Terrorists distort the Islamic faith to serve their purposes. Fear and ignorance about Islam also contribute to the problem. Fear-mongering publicity seekers, like the one who visited Dearborn in recent weeks, only fuel the flames of intolerance and violence.

But those who portray Muslim and Arab Americans as the enemy are playing into the hands of terrorists in two significant ways. First, they cause harm to our way of life. Our freedom and diversity are among the virtues that make America what it is. Intolerance of religious beliefs has no place in America. Our Constitution protects the rights of Muslim and Arab Americans, as it does all Americans. Suggesting that Muslim and Arab Americans are less loyal than other Americans is not only inaccurate and irresponsible, it also fosters violent extremism of another kind: violence directed not by Muslim and Arab Americans, but at them.

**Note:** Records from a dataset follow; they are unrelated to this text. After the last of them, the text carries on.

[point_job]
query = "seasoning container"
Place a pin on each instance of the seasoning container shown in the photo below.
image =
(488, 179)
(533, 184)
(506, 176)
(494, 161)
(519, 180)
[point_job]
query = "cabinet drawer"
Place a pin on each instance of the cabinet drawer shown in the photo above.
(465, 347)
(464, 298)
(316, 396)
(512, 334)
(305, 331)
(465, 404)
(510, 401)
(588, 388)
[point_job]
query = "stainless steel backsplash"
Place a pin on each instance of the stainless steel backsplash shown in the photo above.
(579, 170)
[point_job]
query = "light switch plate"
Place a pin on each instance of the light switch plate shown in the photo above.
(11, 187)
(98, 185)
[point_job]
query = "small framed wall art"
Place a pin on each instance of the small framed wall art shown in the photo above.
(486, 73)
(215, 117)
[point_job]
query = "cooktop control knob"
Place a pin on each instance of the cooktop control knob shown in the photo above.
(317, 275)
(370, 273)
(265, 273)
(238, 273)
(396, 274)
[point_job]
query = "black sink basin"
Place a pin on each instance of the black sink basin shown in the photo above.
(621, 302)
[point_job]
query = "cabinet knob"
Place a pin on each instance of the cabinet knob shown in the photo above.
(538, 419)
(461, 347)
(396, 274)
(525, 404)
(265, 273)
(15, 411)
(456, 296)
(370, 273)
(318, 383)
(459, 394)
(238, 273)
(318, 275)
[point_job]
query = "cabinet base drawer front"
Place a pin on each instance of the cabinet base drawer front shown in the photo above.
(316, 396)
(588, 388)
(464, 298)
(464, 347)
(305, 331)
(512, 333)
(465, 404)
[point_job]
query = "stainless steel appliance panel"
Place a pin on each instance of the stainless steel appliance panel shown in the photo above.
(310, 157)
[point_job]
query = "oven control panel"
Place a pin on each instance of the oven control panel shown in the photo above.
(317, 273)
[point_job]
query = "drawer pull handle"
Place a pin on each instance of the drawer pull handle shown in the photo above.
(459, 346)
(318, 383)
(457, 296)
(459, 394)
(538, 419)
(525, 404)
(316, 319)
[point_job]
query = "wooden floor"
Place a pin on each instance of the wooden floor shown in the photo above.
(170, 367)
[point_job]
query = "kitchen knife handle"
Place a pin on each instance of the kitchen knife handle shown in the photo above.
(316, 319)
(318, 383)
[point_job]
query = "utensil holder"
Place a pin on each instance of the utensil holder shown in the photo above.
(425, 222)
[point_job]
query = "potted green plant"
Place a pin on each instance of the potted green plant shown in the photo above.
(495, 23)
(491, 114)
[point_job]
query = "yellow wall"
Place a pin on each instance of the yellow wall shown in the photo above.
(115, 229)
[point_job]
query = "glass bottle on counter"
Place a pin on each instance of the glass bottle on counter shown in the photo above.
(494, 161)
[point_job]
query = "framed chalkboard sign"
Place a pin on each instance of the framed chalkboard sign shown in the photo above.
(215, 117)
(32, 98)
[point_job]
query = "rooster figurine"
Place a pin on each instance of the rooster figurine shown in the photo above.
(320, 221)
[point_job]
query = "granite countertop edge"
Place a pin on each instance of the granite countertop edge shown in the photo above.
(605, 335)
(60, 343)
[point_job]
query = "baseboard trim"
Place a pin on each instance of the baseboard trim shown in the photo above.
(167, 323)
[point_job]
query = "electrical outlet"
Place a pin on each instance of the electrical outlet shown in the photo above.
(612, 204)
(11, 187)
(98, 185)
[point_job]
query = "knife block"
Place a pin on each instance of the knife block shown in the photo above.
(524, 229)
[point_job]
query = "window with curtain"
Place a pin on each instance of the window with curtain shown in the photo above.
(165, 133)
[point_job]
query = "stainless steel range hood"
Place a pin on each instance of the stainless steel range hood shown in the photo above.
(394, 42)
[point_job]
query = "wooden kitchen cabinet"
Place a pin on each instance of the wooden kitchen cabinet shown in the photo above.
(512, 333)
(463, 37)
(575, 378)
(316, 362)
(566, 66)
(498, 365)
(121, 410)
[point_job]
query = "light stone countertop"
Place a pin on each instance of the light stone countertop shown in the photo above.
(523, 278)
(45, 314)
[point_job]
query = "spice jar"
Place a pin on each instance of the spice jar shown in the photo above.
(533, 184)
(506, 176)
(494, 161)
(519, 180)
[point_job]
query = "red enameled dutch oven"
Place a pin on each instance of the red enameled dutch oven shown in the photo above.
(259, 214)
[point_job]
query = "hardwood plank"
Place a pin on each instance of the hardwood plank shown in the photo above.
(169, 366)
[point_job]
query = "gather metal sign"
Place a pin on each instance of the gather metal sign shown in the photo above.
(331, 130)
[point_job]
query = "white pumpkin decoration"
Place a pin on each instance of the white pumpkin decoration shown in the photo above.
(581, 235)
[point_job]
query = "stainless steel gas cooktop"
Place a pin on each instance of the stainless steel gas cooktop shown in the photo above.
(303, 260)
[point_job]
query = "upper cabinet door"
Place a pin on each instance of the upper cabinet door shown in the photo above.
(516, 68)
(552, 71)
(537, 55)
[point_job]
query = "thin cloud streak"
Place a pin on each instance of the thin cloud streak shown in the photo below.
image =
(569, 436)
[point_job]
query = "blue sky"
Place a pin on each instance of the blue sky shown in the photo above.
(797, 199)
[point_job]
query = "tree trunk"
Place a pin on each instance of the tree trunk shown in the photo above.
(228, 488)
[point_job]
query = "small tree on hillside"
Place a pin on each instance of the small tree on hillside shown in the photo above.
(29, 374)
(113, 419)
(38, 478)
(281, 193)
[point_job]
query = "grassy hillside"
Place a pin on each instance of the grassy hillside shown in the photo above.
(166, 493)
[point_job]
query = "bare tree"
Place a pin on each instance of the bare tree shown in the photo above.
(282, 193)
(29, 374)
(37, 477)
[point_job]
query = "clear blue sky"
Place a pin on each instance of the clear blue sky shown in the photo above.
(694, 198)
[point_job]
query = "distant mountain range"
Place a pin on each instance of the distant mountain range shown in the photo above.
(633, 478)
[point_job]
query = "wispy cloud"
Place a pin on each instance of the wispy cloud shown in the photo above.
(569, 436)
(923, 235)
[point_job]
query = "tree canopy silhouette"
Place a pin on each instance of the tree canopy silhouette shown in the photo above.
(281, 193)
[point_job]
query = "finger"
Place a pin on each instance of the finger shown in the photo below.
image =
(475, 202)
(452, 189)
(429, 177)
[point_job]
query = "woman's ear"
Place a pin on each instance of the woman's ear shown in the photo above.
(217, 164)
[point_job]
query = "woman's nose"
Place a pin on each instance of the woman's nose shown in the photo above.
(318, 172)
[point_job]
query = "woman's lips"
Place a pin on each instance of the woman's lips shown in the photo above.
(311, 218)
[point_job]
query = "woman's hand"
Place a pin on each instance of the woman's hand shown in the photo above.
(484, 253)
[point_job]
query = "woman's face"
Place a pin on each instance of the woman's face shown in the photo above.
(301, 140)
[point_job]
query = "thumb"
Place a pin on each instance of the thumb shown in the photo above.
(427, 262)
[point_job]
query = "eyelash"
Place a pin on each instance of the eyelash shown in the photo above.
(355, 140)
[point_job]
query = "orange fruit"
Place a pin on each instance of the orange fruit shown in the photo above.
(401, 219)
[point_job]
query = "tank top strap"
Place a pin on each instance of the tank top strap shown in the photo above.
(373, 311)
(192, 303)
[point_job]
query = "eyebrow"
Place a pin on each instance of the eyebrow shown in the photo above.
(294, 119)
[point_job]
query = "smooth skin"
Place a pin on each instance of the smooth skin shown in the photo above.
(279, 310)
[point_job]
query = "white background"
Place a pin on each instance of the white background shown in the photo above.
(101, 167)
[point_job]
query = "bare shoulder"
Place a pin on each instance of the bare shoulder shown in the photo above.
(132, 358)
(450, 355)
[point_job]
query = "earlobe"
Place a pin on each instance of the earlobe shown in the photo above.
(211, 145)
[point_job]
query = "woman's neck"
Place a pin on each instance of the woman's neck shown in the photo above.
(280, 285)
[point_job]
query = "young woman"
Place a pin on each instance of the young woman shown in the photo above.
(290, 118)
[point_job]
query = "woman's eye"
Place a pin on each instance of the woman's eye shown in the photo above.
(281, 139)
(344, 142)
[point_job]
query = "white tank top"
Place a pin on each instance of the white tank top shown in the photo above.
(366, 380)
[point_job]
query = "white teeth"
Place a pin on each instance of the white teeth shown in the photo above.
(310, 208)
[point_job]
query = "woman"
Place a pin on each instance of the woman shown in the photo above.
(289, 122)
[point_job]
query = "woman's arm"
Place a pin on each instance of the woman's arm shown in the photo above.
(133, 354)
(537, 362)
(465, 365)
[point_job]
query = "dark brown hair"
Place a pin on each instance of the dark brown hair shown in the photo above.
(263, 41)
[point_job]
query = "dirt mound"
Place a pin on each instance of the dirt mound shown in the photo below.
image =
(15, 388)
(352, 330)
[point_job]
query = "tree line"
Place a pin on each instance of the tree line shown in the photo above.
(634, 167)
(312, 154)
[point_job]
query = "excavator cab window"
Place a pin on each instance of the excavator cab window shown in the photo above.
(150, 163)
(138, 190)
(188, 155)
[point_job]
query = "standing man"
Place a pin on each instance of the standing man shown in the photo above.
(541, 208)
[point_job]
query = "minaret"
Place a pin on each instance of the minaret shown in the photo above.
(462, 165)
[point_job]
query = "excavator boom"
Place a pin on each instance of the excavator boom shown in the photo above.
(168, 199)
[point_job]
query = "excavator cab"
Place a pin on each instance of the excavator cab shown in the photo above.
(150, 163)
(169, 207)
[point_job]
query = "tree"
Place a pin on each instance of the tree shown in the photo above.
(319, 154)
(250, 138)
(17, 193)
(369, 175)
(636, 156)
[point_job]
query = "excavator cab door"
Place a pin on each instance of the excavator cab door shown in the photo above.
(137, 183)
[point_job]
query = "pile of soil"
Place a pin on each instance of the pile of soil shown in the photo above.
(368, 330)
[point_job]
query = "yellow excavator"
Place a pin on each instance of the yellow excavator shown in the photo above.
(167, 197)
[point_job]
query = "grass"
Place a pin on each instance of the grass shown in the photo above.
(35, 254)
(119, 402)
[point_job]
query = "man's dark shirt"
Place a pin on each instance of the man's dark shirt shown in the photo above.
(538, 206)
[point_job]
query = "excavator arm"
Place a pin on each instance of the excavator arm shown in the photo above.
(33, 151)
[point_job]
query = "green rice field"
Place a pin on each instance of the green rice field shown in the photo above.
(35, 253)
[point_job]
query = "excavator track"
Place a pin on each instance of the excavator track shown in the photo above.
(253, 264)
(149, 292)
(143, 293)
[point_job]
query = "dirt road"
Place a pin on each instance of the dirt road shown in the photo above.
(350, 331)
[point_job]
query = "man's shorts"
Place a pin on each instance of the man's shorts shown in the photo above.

Second, the mistreatment of Muslim and Arab Americans also creates a real danger to our national security by providing terrorists with ammunition when they seek to radicalize young people. These recruiters use religious bigotry as more than just a wedge to divide us. They use the words and images of violence against Muslims to spread the false narrative that America is at war with Islam.

Instead of being part of the problem, our Muslim and Arab American neighbors are working to be part of the solution. Law enforcement regularly engages with Muslim and Arab American leaders in our community to improve understanding and to share information. Because of the relationships of trust that have been built, Muslim and Arab Americans provide information to law enforcement about suspicious activities, and they do it for the same reasons every good citizen does – because they want to protect our community.

The Muslim and Arab Americans I have met are doctors, lawyers, teachers, engineers, police officers, U.S. military veterans and parents, and are among our region's most patriotic citizens. They or their ancestors came to this country for the same reasons we all did – to build a better life for their families. We all want the same things: freedom, a safe environment for our children to grow into productive citizens, a chance for economic prosperity, and an opportunity to improve our community for future generations.

Our battle against terrorism requires that we vigilantly protect the qualities that make America great, including our religious freedom and our diversity. Respect for different cultures not only preserves our American values, it also safeguards our national security. Let's use bin Laden's death as the defining moment when we agreed to stand together against terrorism and made our country stronger.